Posted on May 10, 2011
Politics is essentially a game of confidence.

You vote for a candidate because you have confidence that that candidate can get the job done. Or you vote for a candidate because you have confidence that the other person can’t get the job done.

A successful politician exudes confidence. They seem to ooze credibility and so they get elected. It is amazing sometimes how politicians have so much confidence in themselves that they would actually put themselves through the rigors of a campaign. Some people might say that they have a screw loose, but that is a different story.

A President must exude confidence in the future. If he (or she) can’t, then voters vote against them in the next election. What’s the use of having a President who thinks we are all doomed? That serves nobody’s purpose.

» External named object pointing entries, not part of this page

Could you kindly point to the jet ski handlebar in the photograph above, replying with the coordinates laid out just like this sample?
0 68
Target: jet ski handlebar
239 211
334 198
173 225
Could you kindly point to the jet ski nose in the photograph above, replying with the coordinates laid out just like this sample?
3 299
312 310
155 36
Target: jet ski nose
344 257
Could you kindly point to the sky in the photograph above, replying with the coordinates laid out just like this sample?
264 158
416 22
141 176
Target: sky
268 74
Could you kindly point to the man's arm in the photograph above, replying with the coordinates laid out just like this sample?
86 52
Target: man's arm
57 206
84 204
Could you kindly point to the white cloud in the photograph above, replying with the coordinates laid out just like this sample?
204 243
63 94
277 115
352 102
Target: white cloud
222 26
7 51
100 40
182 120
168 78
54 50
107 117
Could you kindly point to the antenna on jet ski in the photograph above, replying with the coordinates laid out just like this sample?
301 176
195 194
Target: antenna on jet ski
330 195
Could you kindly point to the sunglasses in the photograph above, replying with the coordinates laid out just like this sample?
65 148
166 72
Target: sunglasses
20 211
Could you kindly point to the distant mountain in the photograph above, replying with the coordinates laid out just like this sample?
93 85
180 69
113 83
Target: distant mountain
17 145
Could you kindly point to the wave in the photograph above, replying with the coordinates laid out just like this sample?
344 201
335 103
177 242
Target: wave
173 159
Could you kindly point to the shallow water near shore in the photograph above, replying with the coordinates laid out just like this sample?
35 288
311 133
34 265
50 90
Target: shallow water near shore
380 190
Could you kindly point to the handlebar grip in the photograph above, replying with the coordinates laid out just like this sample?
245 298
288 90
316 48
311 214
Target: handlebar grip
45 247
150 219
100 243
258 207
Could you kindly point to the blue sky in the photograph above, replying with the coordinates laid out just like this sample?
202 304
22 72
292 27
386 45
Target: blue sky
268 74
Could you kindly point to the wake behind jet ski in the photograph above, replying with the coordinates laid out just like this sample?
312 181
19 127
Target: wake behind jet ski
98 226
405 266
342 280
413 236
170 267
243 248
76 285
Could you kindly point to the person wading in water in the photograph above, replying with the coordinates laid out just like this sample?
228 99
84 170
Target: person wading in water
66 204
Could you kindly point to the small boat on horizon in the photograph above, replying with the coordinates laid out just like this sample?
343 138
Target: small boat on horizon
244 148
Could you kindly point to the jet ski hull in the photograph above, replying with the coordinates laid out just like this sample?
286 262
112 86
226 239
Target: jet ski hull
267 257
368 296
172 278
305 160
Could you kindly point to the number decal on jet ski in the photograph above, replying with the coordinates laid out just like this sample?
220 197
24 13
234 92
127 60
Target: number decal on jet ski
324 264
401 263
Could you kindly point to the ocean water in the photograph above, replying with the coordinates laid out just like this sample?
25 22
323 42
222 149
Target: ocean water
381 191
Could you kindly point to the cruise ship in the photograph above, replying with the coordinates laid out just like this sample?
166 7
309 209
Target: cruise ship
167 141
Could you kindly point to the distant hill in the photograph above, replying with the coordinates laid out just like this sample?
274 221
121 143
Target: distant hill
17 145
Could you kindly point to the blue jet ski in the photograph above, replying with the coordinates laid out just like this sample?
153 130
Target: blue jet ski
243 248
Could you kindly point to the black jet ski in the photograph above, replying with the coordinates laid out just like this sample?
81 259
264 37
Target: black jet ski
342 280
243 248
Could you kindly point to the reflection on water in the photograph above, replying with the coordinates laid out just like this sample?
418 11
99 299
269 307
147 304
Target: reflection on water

People are afraid of the future because it is unknown, and they assume the worst. A President who has confidence in his (or her) plan for the future usually has the upper hand with the voters.

But a President can’t only have confidence in himself. The people have to have confidence in the President.

And that usually means having confidence in the economy, in our nation’s security, in the direction of the country. Pollsters always ask a right track/wrong direction poll. Is the country going on the right track or the wrong direction? It is usually an indicator about how much confidence the people have in the vision of the President. That has been a bad number for a while now.

People outside the beltway don’t have much confidence in the people inside the beltway, and the feeling is pretty mutual. The Washington crowd thinks that the great unwashed can’t think for themselves. The hardworking folks in the real world think that Washington takes too much of their money and wastes it.

There isn’t much confidence in Wall Street these days. The big bank bailout is still very unpopular with the voters. But the market has made a nice comeback over the last couple of years, so the sting has eased a bit.

The business community had zero confidence in the President after the first couple of months of his term. He didn’t have much confidence in them either. That meant that business didn’t invest in any jobs while the Democrats had the run the government. Once Republicans got back the House, business was able to breathe a bit of sigh of relief, but the rocky relationship between big business and the President still exists.

The Tea Party has no confidence in the GOP, but they have less confidence in the Democrats, so the Republicans got the majority of the Tea Party support. Truth be told, most establishment Republicans don’t trust the Tea Party either, but they put up with them because they helped deliver them their majority.

Pundits like to talk about how issues will drive the next election. Will it be gas prices or jobs or the economy or Bin Laden? I think the election will hinge on one thing: Do the voters have confidence in the President or do they think he is running a confidence game on them?

That is the real issue in the next election.